Aguvis: A New Vision-Based Approach to Cross-Platform GUI Automation

Automated GUI Interaction: A New Approach for Cross-Platform Vision Agents

Automating tasks on graphical user interfaces (GUIs) is a complex field, challenging due to the diversity of platforms and the visual variability of interfaces. Existing approaches, often based on text-based GUI representations, reach their limits when it comes to generalization, efficiency, and scalability. A new research approach pursues a purely visual approach for autonomous GUI agents that works across platforms.

Aguvis: A Unified Framework for Visual GUI Agents

Aguvis is a framework for autonomous GUI agents based solely on visual information. Instead of relying on textual descriptions of GUI elements, Aguvis uses image data as a foundation. Natural language instructions are directly linked to visual elements. A consistent action space ensures cross-platform generalization. This approach allows Aguvis to handle GUI tasks on various platforms, such as desktops, smartphones, and web browsers.

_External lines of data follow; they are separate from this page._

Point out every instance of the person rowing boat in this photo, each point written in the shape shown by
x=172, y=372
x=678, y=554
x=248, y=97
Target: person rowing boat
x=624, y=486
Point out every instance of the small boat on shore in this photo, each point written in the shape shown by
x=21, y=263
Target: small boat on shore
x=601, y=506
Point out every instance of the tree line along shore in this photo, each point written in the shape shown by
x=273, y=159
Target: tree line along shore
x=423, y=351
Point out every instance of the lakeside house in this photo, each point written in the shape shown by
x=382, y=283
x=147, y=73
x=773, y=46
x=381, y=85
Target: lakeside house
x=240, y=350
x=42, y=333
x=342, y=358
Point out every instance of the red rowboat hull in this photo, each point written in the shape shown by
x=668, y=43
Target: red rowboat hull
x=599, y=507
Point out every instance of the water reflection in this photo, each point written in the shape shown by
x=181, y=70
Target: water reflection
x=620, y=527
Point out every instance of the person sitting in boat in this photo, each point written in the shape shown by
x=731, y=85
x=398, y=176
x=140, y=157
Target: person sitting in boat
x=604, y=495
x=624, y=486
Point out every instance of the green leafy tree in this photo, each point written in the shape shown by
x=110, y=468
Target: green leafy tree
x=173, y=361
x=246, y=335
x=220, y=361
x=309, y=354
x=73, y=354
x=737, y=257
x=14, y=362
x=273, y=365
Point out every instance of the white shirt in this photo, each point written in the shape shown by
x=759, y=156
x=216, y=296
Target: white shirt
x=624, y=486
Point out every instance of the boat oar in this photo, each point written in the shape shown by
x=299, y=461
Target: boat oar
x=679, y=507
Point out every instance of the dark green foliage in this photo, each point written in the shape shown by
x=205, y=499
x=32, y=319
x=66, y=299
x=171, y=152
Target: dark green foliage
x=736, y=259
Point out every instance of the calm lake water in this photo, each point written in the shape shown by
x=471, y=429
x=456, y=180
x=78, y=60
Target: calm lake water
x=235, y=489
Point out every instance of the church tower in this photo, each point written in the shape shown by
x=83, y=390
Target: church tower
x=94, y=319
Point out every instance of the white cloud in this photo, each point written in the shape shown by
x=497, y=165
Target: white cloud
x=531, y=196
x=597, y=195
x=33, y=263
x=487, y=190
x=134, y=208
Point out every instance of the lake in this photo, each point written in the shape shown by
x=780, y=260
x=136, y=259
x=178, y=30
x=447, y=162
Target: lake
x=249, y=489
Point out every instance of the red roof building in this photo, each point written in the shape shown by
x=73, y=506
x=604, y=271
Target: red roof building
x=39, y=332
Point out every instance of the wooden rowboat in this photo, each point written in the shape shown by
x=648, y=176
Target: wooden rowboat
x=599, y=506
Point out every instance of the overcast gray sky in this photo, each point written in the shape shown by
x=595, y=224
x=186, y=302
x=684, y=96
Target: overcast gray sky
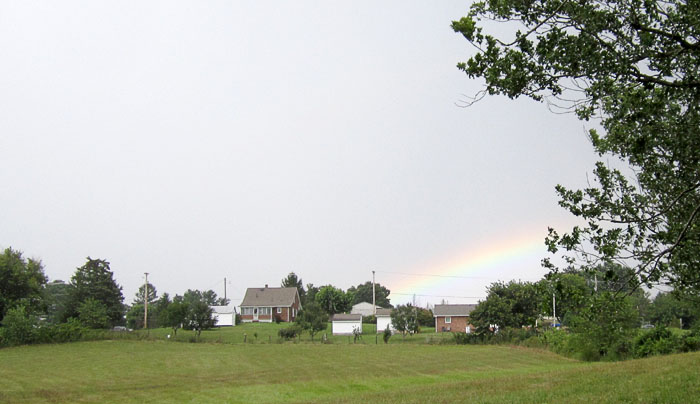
x=203, y=140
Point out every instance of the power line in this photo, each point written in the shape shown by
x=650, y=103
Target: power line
x=449, y=276
x=453, y=297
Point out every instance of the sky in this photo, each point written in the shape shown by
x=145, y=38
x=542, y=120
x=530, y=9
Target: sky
x=198, y=141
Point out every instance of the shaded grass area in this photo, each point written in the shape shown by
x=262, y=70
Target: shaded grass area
x=158, y=371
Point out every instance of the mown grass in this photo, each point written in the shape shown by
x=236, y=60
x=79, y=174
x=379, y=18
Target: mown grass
x=264, y=333
x=160, y=371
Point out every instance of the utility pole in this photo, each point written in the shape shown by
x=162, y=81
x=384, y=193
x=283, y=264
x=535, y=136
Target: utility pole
x=145, y=303
x=595, y=287
x=374, y=297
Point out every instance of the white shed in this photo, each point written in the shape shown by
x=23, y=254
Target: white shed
x=224, y=315
x=344, y=324
x=384, y=320
x=364, y=308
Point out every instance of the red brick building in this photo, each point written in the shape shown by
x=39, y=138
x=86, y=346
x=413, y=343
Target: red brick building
x=266, y=305
x=453, y=317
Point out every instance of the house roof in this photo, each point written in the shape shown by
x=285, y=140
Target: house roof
x=383, y=312
x=272, y=297
x=441, y=310
x=223, y=309
x=347, y=317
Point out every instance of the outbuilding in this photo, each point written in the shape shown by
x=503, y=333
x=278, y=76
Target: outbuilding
x=224, y=315
x=453, y=317
x=384, y=320
x=364, y=308
x=345, y=324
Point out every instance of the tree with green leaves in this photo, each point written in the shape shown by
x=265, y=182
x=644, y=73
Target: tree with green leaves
x=208, y=296
x=199, y=317
x=19, y=326
x=363, y=293
x=21, y=282
x=293, y=281
x=93, y=314
x=605, y=328
x=174, y=315
x=312, y=319
x=404, y=318
x=332, y=300
x=55, y=296
x=674, y=309
x=95, y=280
x=152, y=294
x=571, y=291
x=310, y=295
x=632, y=64
x=513, y=304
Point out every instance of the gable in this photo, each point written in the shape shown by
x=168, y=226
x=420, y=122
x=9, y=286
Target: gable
x=271, y=297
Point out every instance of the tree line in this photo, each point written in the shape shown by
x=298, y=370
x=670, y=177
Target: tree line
x=32, y=309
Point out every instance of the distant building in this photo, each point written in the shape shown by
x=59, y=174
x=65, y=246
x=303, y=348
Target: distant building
x=345, y=324
x=224, y=315
x=266, y=305
x=364, y=308
x=453, y=317
x=384, y=320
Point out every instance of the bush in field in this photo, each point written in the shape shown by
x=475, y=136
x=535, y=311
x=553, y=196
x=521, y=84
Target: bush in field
x=691, y=342
x=386, y=334
x=312, y=319
x=606, y=328
x=93, y=314
x=70, y=331
x=462, y=338
x=657, y=341
x=558, y=341
x=290, y=332
x=19, y=327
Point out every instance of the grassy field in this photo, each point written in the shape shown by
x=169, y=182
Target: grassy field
x=160, y=371
x=265, y=333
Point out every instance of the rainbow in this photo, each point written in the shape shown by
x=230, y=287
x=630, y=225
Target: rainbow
x=470, y=271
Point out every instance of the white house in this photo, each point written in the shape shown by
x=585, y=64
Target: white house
x=384, y=320
x=364, y=308
x=345, y=324
x=224, y=315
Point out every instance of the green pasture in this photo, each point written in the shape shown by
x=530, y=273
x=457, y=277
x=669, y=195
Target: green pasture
x=159, y=371
x=265, y=333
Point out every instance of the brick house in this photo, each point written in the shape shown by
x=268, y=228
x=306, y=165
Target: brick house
x=266, y=305
x=453, y=317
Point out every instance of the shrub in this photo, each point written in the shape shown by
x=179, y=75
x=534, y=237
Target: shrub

Planning and Reasoning: The Key to Autonomous Navigation

A central element of Aguvis is the integration of explicit planning and reasoning. Through the ability to analyze complex digital environments and plan sequences of actions, Aguvis can autonomously navigate and interact with GUIs. This distinguishes Aguvis from previous approaches, which were often limited to reactive interactions.

Data Foundation and Training: Two-Phase Pipeline for Optimal Performance

To ensure the performance of Aguvis, a comprehensive dataset of GUI agent trajectories was created, which includes multimodal reasoning and grounding. Training takes place in two phases: First, the model focuses on general GUI grounding, followed by planning and reasoning. This two-stage pipeline allows Aguvis to master both basic GUI interactions and more complex, multi-step tasks.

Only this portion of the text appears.